Si _dès_ implique l'idée d'une action qui commence sans délai après le moment évoqué, _depuis _peut indiquer soit une action qui dure ou se répète encore maintenant, soit simplement qui débute après l'évènement de référence mais sans donner plus de précision dans la rapidité de l'enchainement.

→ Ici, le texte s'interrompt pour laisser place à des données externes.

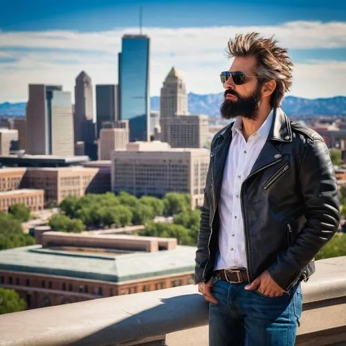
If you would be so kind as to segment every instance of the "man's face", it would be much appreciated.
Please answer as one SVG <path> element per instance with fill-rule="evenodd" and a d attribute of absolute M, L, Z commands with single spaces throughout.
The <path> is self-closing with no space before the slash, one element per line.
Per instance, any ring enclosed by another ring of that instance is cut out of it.
<path fill-rule="evenodd" d="M 256 60 L 253 56 L 236 57 L 229 71 L 256 76 Z M 258 78 L 246 77 L 243 84 L 237 85 L 230 76 L 224 84 L 224 88 L 226 89 L 225 100 L 220 108 L 222 118 L 231 119 L 241 116 L 248 119 L 257 119 L 262 98 Z"/>

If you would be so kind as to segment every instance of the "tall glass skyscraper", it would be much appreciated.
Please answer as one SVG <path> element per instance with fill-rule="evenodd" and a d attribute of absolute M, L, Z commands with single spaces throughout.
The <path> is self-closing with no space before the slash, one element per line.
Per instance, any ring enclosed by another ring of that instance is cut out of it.
<path fill-rule="evenodd" d="M 119 54 L 119 118 L 129 120 L 129 141 L 149 140 L 149 39 L 125 35 Z"/>

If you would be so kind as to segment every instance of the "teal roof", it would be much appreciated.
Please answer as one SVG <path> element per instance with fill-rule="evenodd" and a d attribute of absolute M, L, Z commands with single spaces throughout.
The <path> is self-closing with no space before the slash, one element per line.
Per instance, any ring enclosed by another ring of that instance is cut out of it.
<path fill-rule="evenodd" d="M 194 270 L 196 248 L 113 255 L 82 254 L 33 245 L 0 251 L 0 270 L 120 282 Z"/>

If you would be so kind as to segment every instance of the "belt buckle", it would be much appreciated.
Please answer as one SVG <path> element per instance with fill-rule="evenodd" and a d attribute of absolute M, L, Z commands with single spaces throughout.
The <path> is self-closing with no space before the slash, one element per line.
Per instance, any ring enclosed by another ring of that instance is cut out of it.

Typiquement, _Depuis qu'elle sait que son fils va rentrer en France, elle a commencé à préparer une fête_ ne fait que citer une antériorité. La phrase ne me semble donc pas poser de problème.


----------



## madolo

Je n'avais pas envisagé les choses ainsi, je pensais, à tort, que "depuis" marquait la continuation de l'action 2 à partir de l'évènement 1


----------



## tilt

Le fait est que la concordance des temps change le sens de la préposition ici, par rapport aux autres exemples.


----------



## Dancinglonely

Mais mes phrases sont-elle correctes ou non???


----------



## tilt

Dancinglonely said:


> Mais mes phrases sont-elle correctes ou non???


Pdmx t'a déjà répondu, peut être pas très clairement il est vrai. 
Les trois phrases demandent en fait à commencer par _dès_. La 1re et la 3e sont donc correctes, alors que la 2de ne l'est pas puisqu'elle ne peut accepter _depuis _en l'état.


----------



## Punky Zoé

Pdmx avait répondu au post n°2, je confirme seulement :





Dancinglonely said:


> *Dès* six heures du matin,elle commençait à faire son ménage.
> 
> *Dès* qu' elle a des problèmes,elle pr*é*vient son père
> 
> *Dès* qu' elle a su que son fils allait rentrer en France,elle a commencé a préparer une fête.


----------



## 3bien

Bonjour tout le monde! 
Voici ma question:

Est-ce qu'il y a vraiment une différence entre "dès" et "depuis"?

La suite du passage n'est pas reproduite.